Kesimpulan yang sama dengan Gita, dikemukakan Diah Satyani Saminarsih, Penasihat Senior bidang Gender dan Pemuda untuk Dirjen WHO dan Pendiri CISDI. Menurut Diah, kebijakan untuk meningkatkan derajat kesehatan masyarakat perlu harmonis dengan dukungan kebijakan non-kesehatan.


“Komitmen mengurangi beban kesehatan akibat penyakit tidak menular, seperti obesitas dan diabetes, juga harus didukung kebijakan mengendalikan faktor risiko, seperti konsumsi gula, garam, dan lemak (GGL). Oleh karena itu, penerapan cukai MBDK bukan hanya pilihan yang tepat, namun juga sangat dianjurkan WHO,” pungkas Diah.


Senada dengan Diah, dr Ackhmad Afflazir, MKM, Ketua Tim Kerja Pembiayaan Kesehatan, Pusat Kebijakan Pembiayaan dan Desentralisasi Kesehatan (Pusjak PDK), Kementerian Kesehatan RI, menyebut angka PTM di Indonesia sudah pasti mempengaruhi pembiayaan kesehatan nasional sehingga ia menegaskan pentingnya penerapan cukai MBDK.


“Akar masalah harus diselesaikan lebih dahulu, yaitu pengendalian konsumsi makanan dan minuman tinggi GGL. Dalam hal ini, cukai MBDK dapat dilihat sebagai cara efektif mengendalikan konsumsi minuman manis masyarakat,” ungkap dr.
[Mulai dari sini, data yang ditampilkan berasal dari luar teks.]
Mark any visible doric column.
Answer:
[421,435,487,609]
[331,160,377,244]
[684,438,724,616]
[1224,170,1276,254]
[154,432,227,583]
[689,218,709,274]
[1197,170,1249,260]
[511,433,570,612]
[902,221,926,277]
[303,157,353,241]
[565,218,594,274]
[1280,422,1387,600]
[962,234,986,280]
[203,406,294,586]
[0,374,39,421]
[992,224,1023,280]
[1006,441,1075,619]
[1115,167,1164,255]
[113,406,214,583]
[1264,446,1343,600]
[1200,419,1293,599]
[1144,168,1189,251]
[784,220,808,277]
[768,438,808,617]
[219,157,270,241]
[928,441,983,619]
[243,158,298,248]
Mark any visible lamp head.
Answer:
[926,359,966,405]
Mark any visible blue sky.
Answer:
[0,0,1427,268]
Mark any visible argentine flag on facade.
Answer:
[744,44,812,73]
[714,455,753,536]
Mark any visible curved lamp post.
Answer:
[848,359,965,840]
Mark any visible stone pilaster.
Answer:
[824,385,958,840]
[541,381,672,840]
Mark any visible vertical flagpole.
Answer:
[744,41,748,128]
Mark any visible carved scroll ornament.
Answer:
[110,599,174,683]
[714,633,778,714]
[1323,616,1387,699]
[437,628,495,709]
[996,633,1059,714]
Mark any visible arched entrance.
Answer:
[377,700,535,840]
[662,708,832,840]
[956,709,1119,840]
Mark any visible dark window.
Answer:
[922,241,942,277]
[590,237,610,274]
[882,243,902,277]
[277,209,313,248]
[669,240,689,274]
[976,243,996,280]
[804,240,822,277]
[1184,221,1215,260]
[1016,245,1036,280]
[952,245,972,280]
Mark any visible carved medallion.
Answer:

Ackhmad.


Cukai MBDK merupakan kebijakan fiskal yang terbukti efektif menurunkan konsumsi produk berdampak buruk dan telah diadopsi di lebih dari 40 negara di dunia. Penurunan konsumsi ini akan membantu mengendalikan angka obesitas dan diabetes serta mendukung percepatan pencapaian target Rencana Aksi Nasional Pangan dan Gizi (RAN-PG) 2021-2024. Sebagian dari penerimaan cukai MBDK juga bisa digunakan untuk kepentingan publik, terutama terkait kesehatan, sehingga pemanfaatannya bisa dirasakan masyarakat luas.


Tulus Abadi, Ketua Pengurus Harian Yayasan Lembaga Konsumen Indonesia (YLKI) menekankan bahwa penerapan cukai di Indonesia menegaskan komitmen pemerintah dalam memenuhi hak perlindungan kesehatan masyarakat. Penerapan kebijakan ini mengurangi pemasaran MBDK yang sejalan dengan kampanye Kementerian Kesehatan terkait pengurangan konsumsi GGL.


“Selain melindungi masyarakat, penerapan cukai dapat mengendalikan defisit finansial kesehatan dari penyakit akibat pola konsumsi MBDK di tengah masyarakat. Upaya ini harus kita dorong bersama-sama sebagai instrumen untuk mewujudkan kesehatan masyarakat yang hakiki,” tegas Tulus.